Wednesday, June 17, 2009

Late Maoist Culture

J. F. Jenner suggested that being Chinese in the twenty years from 1956 involved "making conscious choices to do things the hard way." (The Tyranny of History - The Roots of China's Crisis, The Penguin Press, 1994)

Like the city kids sent to remote parts of the countryside at the end of the 1960s who deliberately did farm work with their bare hands instead of using tools, and "who did not rest from the mid-day sun in summer, and who gloried in making the most meaningless of sacrifices."

Few could have been more pointless than the self-destruction of a former Red Guard (Red Guards pictured) who drowned in August 1969 in an attempt to recover from the river a floating telegraph pole that was no longer part of a communication network, but was simply a length of driftwood.

The incident was given the full treatment by the propaganda authorities, who made no attempt to hide what by any standards but Maoist ones would have been a waste of a young life.

"They turned it into an act of martyrdom. It was almost as if the very disproportion between the possible gain and the actual loss was something admirable in itself and another sign of a national moral superiority: nowhere else in the world could match the pure revolutionary dedication of China's proletarian youth armed with the invincible thought of Mao Zedong."
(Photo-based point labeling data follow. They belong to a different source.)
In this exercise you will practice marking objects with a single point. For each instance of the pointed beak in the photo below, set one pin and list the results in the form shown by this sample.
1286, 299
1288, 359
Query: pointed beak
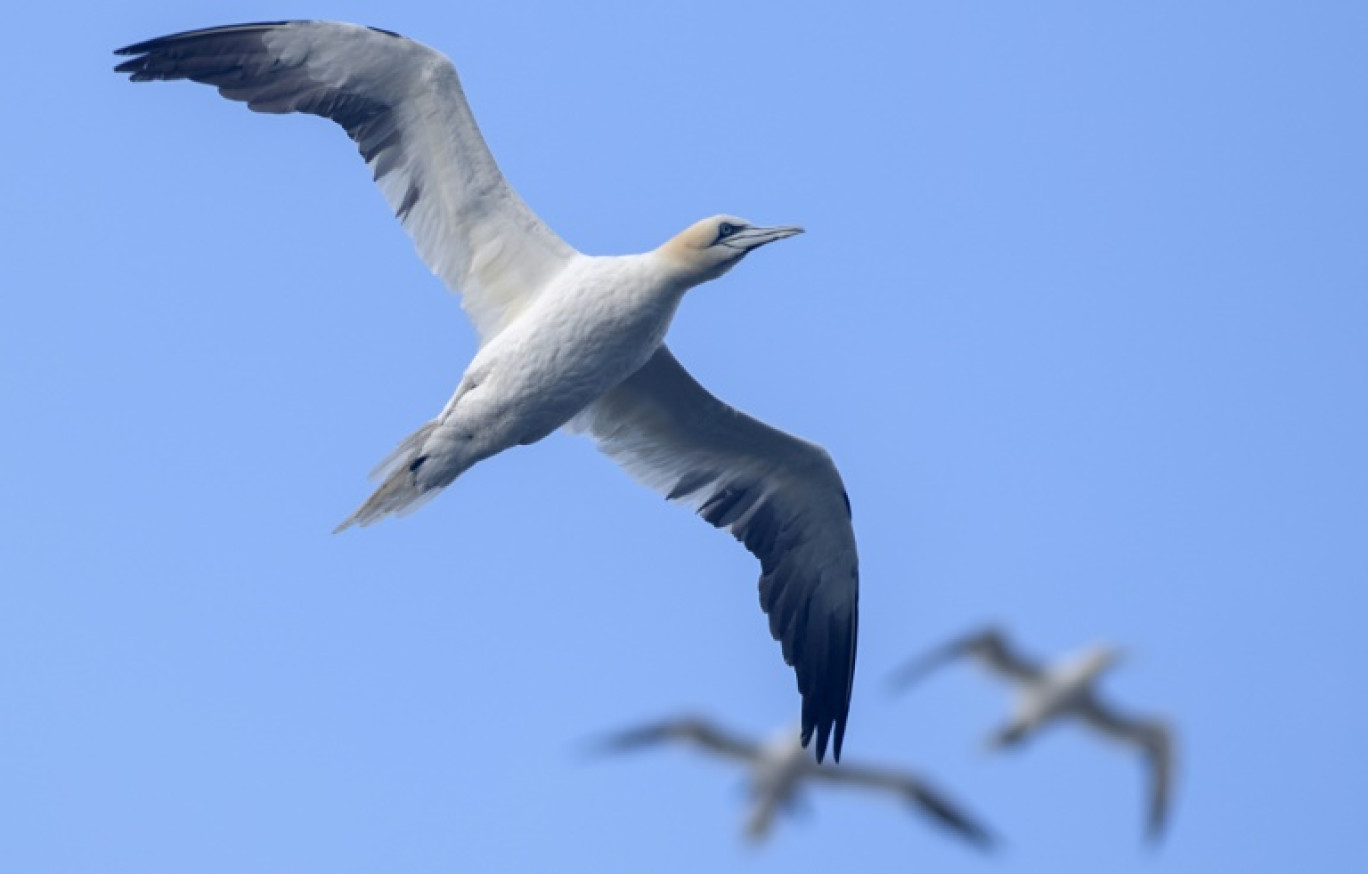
755, 237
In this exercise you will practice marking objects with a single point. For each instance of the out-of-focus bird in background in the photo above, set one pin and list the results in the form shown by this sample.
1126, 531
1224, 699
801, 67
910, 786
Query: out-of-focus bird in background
567, 339
779, 773
1059, 691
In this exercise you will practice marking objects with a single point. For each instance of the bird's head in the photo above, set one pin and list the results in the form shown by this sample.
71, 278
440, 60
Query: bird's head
709, 248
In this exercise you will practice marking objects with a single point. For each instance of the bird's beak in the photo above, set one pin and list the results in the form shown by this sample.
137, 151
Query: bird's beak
755, 237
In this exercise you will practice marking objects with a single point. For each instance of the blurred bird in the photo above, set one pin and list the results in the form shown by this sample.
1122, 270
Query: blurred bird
779, 769
1063, 690
567, 339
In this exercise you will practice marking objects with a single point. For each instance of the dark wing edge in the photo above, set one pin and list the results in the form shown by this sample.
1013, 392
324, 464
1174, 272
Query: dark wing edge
690, 729
989, 644
1155, 737
928, 799
779, 495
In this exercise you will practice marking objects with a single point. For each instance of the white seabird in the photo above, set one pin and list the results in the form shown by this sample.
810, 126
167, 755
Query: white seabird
567, 339
779, 770
1063, 690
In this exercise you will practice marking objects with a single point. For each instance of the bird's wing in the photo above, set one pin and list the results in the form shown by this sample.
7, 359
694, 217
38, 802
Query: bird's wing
926, 798
1155, 739
404, 107
688, 729
989, 646
779, 495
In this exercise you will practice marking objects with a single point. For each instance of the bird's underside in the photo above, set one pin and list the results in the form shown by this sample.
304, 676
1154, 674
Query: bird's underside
404, 107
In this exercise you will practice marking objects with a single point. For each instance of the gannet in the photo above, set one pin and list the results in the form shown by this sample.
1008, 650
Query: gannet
1063, 690
779, 769
565, 339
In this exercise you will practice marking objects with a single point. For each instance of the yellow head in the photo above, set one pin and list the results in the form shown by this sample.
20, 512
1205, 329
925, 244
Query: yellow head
709, 248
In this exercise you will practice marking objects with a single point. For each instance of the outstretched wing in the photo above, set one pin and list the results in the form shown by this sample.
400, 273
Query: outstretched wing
404, 107
926, 798
989, 646
687, 729
1155, 739
779, 495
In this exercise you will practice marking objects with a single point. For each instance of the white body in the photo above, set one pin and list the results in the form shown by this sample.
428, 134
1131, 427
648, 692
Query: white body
597, 323
565, 338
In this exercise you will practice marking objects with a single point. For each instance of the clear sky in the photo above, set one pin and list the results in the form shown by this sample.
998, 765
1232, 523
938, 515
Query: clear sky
1081, 315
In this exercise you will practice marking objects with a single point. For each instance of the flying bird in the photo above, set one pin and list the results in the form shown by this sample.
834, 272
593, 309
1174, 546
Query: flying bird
1063, 690
565, 339
779, 770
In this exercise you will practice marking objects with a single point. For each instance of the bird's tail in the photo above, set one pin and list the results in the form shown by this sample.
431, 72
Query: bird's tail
401, 487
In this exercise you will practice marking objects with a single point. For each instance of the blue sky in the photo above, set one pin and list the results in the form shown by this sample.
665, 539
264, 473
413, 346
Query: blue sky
1081, 315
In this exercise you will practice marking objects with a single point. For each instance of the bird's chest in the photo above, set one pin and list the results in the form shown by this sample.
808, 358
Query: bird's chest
575, 345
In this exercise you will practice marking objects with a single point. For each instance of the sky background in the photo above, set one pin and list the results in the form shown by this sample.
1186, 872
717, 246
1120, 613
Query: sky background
1081, 315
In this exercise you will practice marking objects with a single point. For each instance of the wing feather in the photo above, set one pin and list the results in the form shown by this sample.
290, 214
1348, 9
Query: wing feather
402, 104
779, 495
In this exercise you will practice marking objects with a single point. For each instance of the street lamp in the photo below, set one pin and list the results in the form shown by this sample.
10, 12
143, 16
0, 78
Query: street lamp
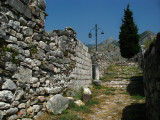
96, 29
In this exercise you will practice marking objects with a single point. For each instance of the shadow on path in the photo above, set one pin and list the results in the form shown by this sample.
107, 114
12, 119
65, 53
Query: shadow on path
135, 87
134, 112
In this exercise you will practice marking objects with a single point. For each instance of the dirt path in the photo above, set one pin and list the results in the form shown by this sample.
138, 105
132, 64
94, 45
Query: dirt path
121, 96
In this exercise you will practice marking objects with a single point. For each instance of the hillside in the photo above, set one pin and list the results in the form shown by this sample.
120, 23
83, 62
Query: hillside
109, 48
146, 38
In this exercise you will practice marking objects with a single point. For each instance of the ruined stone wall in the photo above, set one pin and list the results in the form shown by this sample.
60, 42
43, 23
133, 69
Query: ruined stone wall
35, 64
83, 70
152, 79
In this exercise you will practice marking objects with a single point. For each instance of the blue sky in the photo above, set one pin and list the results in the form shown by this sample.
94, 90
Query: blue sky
82, 15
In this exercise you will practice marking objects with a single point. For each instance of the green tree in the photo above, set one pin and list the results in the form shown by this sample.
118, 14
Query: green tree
128, 37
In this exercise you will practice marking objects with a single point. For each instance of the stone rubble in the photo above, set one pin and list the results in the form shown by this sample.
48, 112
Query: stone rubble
35, 65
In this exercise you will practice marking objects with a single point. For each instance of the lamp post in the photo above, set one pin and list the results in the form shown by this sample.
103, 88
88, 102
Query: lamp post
96, 29
95, 58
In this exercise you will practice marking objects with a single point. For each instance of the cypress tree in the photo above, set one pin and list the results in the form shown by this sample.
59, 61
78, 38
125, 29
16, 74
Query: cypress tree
129, 38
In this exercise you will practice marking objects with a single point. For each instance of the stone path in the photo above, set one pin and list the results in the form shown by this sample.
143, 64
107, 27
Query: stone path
121, 96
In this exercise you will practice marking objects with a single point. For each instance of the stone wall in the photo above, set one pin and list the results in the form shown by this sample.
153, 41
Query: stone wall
34, 64
83, 69
152, 79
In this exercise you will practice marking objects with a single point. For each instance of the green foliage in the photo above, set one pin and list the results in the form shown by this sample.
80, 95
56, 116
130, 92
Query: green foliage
69, 117
97, 87
148, 43
92, 102
33, 50
110, 91
79, 94
129, 38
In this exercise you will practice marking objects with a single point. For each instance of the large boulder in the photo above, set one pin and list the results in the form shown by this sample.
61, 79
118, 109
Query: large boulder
97, 82
57, 104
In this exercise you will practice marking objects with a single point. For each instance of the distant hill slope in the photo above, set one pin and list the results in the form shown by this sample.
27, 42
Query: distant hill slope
146, 37
110, 47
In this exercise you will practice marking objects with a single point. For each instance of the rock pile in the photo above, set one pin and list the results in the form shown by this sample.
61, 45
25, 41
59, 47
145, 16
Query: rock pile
34, 64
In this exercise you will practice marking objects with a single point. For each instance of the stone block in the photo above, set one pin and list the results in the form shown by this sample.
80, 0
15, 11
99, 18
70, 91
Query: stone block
20, 7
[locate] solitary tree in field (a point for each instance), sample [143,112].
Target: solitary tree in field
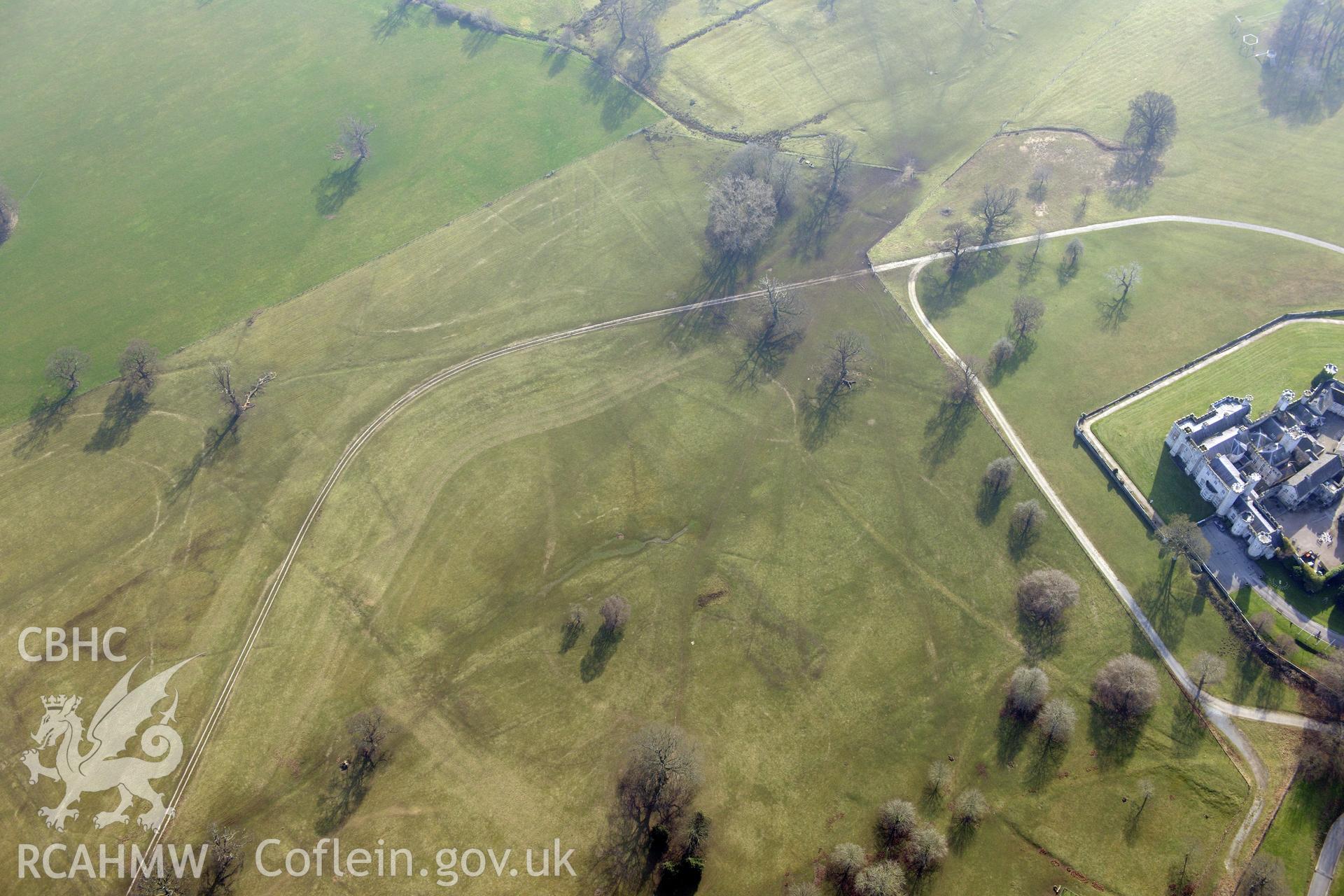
[742,213]
[881,879]
[1044,596]
[925,850]
[65,365]
[897,821]
[1056,722]
[1027,314]
[1206,669]
[139,365]
[958,244]
[996,210]
[354,137]
[838,152]
[961,379]
[1126,688]
[235,399]
[999,475]
[969,809]
[844,862]
[1182,539]
[223,860]
[1002,352]
[1027,691]
[616,613]
[1026,522]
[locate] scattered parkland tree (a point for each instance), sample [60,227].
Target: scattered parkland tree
[1044,596]
[999,475]
[660,778]
[65,365]
[139,365]
[1056,722]
[1027,691]
[881,879]
[925,850]
[1126,688]
[969,809]
[996,210]
[1002,352]
[1026,522]
[742,213]
[844,862]
[234,399]
[838,152]
[1208,669]
[223,860]
[958,245]
[616,613]
[1265,876]
[1182,539]
[960,381]
[939,778]
[1027,315]
[354,139]
[897,821]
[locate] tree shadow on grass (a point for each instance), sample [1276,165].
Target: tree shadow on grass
[46,416]
[1113,738]
[601,648]
[336,188]
[120,415]
[945,430]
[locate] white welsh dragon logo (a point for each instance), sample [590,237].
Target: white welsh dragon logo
[102,766]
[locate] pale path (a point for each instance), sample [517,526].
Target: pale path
[1219,713]
[437,379]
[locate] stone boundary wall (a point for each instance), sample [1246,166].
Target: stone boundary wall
[1227,608]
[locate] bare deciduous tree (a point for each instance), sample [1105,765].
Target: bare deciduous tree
[742,213]
[999,475]
[838,150]
[354,139]
[616,613]
[1027,315]
[1056,722]
[1126,687]
[235,400]
[139,365]
[1026,522]
[897,820]
[925,850]
[996,210]
[65,365]
[1044,596]
[1027,691]
[960,381]
[1002,352]
[958,244]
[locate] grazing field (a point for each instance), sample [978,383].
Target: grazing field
[174,164]
[1194,298]
[854,643]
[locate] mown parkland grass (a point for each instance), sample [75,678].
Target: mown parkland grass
[866,629]
[1195,296]
[174,169]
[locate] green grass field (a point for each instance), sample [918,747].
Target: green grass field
[857,643]
[1191,300]
[174,166]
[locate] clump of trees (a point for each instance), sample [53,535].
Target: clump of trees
[1126,688]
[1152,127]
[1306,76]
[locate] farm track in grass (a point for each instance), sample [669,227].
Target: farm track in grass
[1218,710]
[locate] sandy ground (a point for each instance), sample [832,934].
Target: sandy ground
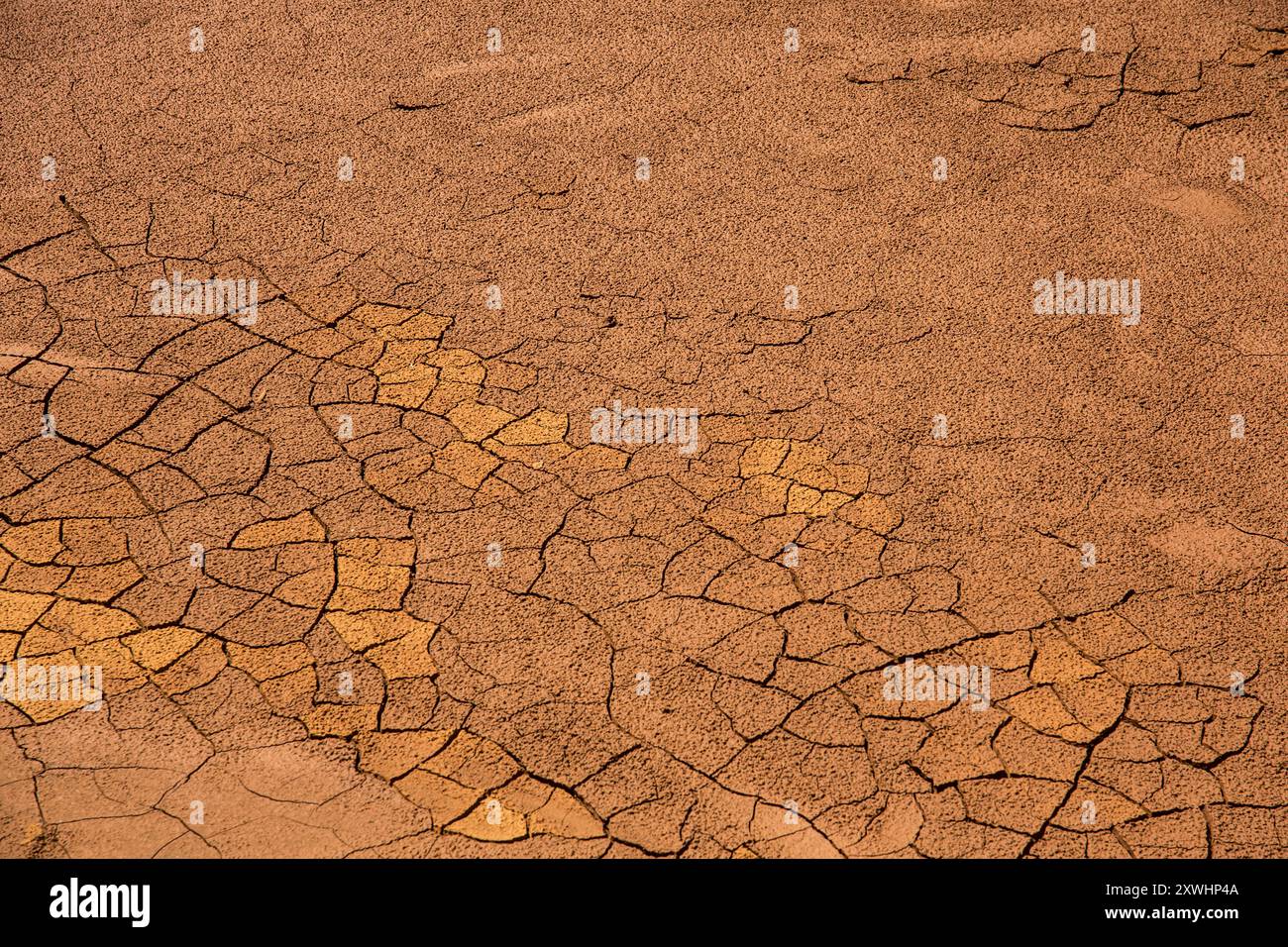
[357,575]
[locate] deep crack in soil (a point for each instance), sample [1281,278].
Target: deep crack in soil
[361,579]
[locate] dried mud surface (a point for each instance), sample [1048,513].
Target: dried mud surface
[347,676]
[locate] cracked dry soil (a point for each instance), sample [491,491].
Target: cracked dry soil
[465,629]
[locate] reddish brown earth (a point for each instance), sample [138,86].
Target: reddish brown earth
[644,672]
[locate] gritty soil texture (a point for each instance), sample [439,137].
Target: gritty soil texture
[361,583]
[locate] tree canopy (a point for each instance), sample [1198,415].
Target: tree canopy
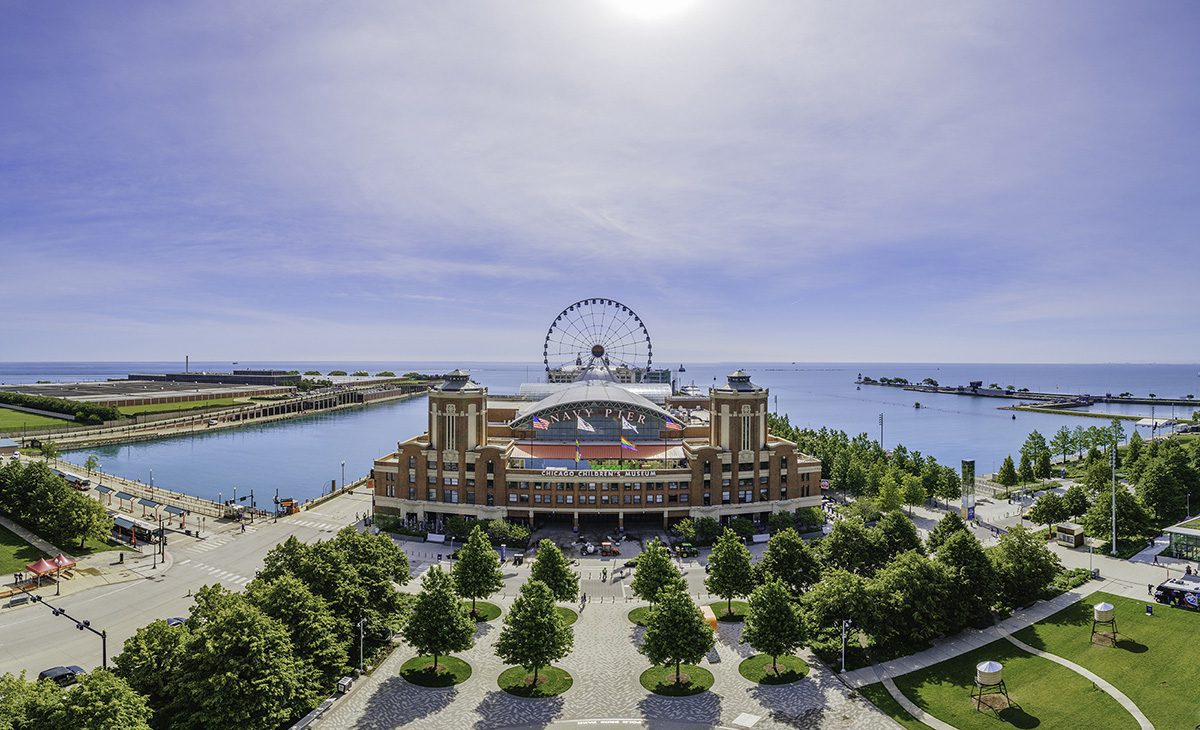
[534,635]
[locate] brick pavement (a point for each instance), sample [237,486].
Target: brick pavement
[605,665]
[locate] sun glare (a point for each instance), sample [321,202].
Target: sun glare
[652,10]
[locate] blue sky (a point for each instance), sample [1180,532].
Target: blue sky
[959,181]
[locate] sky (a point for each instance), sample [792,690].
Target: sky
[759,180]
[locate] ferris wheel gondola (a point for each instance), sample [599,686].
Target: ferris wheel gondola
[598,333]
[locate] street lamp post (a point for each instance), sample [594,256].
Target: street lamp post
[363,623]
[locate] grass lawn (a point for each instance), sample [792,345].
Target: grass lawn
[552,681]
[15,420]
[15,552]
[640,615]
[183,406]
[741,609]
[759,669]
[879,695]
[419,670]
[569,616]
[1044,694]
[484,610]
[1156,660]
[661,680]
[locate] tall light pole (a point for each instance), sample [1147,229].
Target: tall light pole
[363,623]
[1114,551]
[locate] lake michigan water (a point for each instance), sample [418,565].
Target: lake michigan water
[299,458]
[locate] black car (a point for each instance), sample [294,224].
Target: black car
[61,675]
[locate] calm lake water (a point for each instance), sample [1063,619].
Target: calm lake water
[301,456]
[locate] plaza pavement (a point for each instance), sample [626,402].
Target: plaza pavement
[605,665]
[123,597]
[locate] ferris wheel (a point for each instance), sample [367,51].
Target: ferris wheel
[597,331]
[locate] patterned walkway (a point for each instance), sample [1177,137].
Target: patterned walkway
[606,666]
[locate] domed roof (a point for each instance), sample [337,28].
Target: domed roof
[589,394]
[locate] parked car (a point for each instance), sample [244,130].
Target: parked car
[63,676]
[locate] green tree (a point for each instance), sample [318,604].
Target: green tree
[839,596]
[654,572]
[851,546]
[1042,468]
[1162,491]
[911,598]
[315,629]
[149,663]
[1063,442]
[729,569]
[1132,516]
[477,573]
[1007,473]
[239,668]
[1024,567]
[1049,509]
[947,526]
[100,701]
[1025,472]
[972,578]
[354,572]
[438,623]
[1097,477]
[676,632]
[773,623]
[534,635]
[891,497]
[1074,501]
[790,560]
[551,567]
[895,534]
[913,491]
[79,518]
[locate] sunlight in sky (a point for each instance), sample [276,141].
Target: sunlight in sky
[652,10]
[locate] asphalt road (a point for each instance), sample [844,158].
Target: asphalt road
[33,638]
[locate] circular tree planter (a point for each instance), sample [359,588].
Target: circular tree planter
[552,682]
[759,669]
[741,609]
[568,615]
[661,680]
[640,615]
[484,610]
[419,670]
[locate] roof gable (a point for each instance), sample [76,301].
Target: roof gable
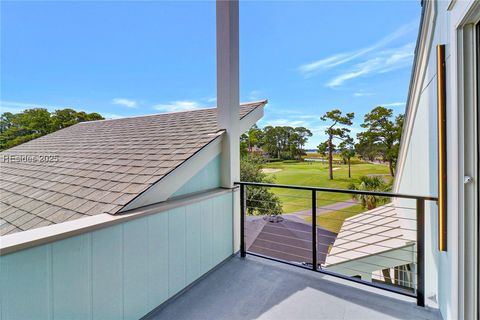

Such deaths did not seem unusual or shocking in the late 1960s after years of "purposeless killings" during the countless persecutions during the Cultural Revolution.

Indeed, the willingness to undertake and "exact sacrifices that benefited nobody" was an outstanding feature of late Maoist culture, Jenner argued.

Jenner concluded that the converse of this was that rational cost-benefit analysis of anything was made very difficult for over twenty years from the mid-1950s.